Let’s talk about how the concept of taste has changed in the seven years since you released Let’s Talk About Love. Even in critical circles, the notion of cultural grazing and defining our tastes as little as possible is the status quo. I think it’s at a boiling point right now. What do you think comes next?

It’s kind of a pendulum thing, right? If we look at some point in the ’90s, early 2000s as kind of the crest of like, pop snobbery. That very quickly swung in the past ten years towards pop positivism being a really obligatory and universally acknowledged among critics, even though it’s still not necessarily that way among all listeners. If you look at the comments section of any website where people are writing in that very ecumenical, pop-positive kind of way, you’ll see plenty of listeners who aren’t there with them.

Poptimism has definitely gone really far, and in some ways we’ve done a kind of back-to-roots sort of move, realizing that open-mindedness is part of the function of being popular culture critics. A lot of what we talk about as poptimism is really going back to basics in music criticism. The people that were inventing modern music criticism in the ’60s and ’70s, they were taking something seen as beneath the dignity of examination, and asserting that it has the dignity of examination. If you look at that kind of early criticism, the writers were not as attached to genre camps as critics after them became.

One of the most interesting essays in the reissue is Jason King’s piece where he says, ‘This kind of big broad embrace that doesn’t differentiate has to change at some point.’ Once you’ve taken away the idea that quality has to happen in particular boxes, and have established the fact that it can happen everywhere, at some point the conversation has to get back to, ‘Okay, well what is quality? What’s a better pop single than another pop single?’ Rather than treating them all as kind of celestial phenomenons that we track and watch go by, the argument about what’s more valuable in some ways kind of needs to reassert itself. Jason walks that nice edge between not going back to old rockism values about how to evaluate things, while saying that evaluation is still an important part of the process.

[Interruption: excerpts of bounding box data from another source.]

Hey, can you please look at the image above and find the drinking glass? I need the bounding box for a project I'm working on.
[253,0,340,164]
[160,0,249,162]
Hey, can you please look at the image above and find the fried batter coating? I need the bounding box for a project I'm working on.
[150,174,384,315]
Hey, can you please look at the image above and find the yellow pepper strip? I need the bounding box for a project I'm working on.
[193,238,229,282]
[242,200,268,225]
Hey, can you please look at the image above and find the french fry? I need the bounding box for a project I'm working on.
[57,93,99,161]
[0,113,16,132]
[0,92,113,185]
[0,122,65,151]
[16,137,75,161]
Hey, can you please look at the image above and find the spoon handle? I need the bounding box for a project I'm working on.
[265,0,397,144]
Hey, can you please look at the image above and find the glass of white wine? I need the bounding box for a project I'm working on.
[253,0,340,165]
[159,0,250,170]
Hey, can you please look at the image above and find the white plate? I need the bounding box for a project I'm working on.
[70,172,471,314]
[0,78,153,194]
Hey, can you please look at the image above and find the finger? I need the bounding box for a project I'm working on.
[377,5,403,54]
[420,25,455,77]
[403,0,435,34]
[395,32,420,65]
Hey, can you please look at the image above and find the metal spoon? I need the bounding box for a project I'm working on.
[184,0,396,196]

It’s gotten to the point where we’re open-minded about the highbrow and the lowbrow, but the middlebrow is still taboo. Telling someone you like Foster the People earnestly is perceived as questionable. But if you’re praising the songwriting genius of Kesha — well, that’s just typical fodder.

The middlebrow is always what gets panned because something always has to be panned. And that’s why to me Céline was a valuable thing to look at that way because there kind of couldn’t be anything more middlebrow. There’s nothing rough and dirty you can valorize about Céline Dion. I feel that kind of impulse overall about middlebrow culture, that it represents middle class culture at a time when to be middle class is basically to be threatened with being lower than that, and rapidly. One of the great achievements of American culture in the 20th century was that it created this thriving middle class that didn’t really have the education but was reaching outward and finding accessible versions of things that had been considered highbrow. All of that seems like a really kind of noble enterprise to me, and looking down on it seems really to miss what makes a good society in a lot of ways.

In some ways rock music — just like straight-ahead rock music — is now the scorned genre. It shows how solidly we’re sort of out of the rock period, and the charts kind of reflect that.

Look at some of the stuff like Lorde that bubbled up at the end last year in pop music. It’s clear people want something alternative about their pop, but it’s not rock.

Well, rock is kind of associated with a bonehead white male kind of thing. I’m not too upset that we’re in that space. But at the same time, I think if I were a teenage boy right now and wanted something to throw down to, right now would be a weird cultural space to occupy.